Bonjour, Madame ! Vous êtes connue comme une restauratrice de renom. Dites nous : avez-vous bénéficié des formations dans le cadre de votre activité ?
En plus de mes prédispositions et de mon amour pour ce métier, j’ai eu effectivement l’opportunité de participer à des formations initiées par le projet ‘’Sugu Yiriwa’’. J’ai pris part aussi à des foires rendues possibles grâce au même projet, dont deux mini-foires à Sikasso, une foire à Koutiala et une autre (volontaire) à Bamako.
Etes-vous membre d’une association, d’une coopérative ? Avez vous des partenaires ?
Je suis la présidente de l’Association ‘’Jiguiya’’. Notre partenaire est l’IER. Nous travaillions avec ‘’Sugu Djiguiya’’ qui est actuellement à l’arrêt.
Quels sont vos outils de travail ?
Auparavant, j’étais moins outillée, mais c’est ‘’Sugu Yiriwa’’ qui m’a dotée en matériels pour la transformation du fonio tels que la décortiqueuse, le séchoir...

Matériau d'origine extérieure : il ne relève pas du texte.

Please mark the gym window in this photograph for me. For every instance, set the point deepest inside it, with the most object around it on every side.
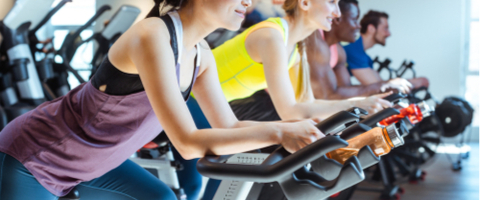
(472, 76)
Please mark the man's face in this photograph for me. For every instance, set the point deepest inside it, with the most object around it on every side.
(382, 32)
(348, 27)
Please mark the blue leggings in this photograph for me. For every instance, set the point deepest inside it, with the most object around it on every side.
(129, 181)
(201, 122)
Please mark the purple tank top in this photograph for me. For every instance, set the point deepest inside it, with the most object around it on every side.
(82, 135)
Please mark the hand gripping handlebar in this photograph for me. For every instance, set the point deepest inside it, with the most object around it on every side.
(288, 169)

En plus de cela, la Société Kèwalé Inclusive Innovation Center ‘’KIIC’’ m’a offert un mixeur, un moteur, un presseur de jus, du gaz, des accessoires plastiques et des emballages.

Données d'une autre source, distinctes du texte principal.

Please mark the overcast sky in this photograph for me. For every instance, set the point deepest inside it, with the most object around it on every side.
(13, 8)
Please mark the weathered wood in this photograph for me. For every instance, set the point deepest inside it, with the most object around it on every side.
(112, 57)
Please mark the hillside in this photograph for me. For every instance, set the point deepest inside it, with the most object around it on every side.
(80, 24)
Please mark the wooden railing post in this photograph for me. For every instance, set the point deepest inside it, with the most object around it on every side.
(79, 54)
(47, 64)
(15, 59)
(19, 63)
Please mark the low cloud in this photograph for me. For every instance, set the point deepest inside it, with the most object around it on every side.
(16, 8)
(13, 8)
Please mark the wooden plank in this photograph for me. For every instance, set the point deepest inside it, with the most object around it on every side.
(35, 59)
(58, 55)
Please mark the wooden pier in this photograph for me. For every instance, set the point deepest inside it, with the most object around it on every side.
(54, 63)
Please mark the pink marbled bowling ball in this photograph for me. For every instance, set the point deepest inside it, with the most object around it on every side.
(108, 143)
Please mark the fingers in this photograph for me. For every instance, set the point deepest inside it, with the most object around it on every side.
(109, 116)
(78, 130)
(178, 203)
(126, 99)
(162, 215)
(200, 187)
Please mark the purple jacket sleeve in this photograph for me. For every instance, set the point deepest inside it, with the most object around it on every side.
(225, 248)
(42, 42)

Comment se fait la commercialisation de vos produits ? Sont-ils connus en dehors de Koumantou ?
A part un passage à Bamako, Bougouni et Koutiala, nous vendons à Koumantou pour le moment.
Qu’en est-il de votre approvisionnement en matières premières?
Je dirais que c’est difficile pour le soja, contrairement au fonio qui est une culture locale. Car le problème avec le fonio était le décorticage. Mais il est résolu grâce à l’acquisition de machines. Quant au soja, il est moins accessible car il me par vient de Sikasso.
De vos avantages et difficultés, parlons-en !
La principale difficulté est liée à l’insuffisance d’équipements. Cependant, les avantages sont inestimables. Car je sers les clients
Quel appel vous lancez à l’endroit des femmes rurales?
J’invite toutes les femmes se mettre au travail pour assurer leur autonomie financière, alimenter les familles et attirer les partenaires. Parce que la femme est un soutien fondamental de la famille.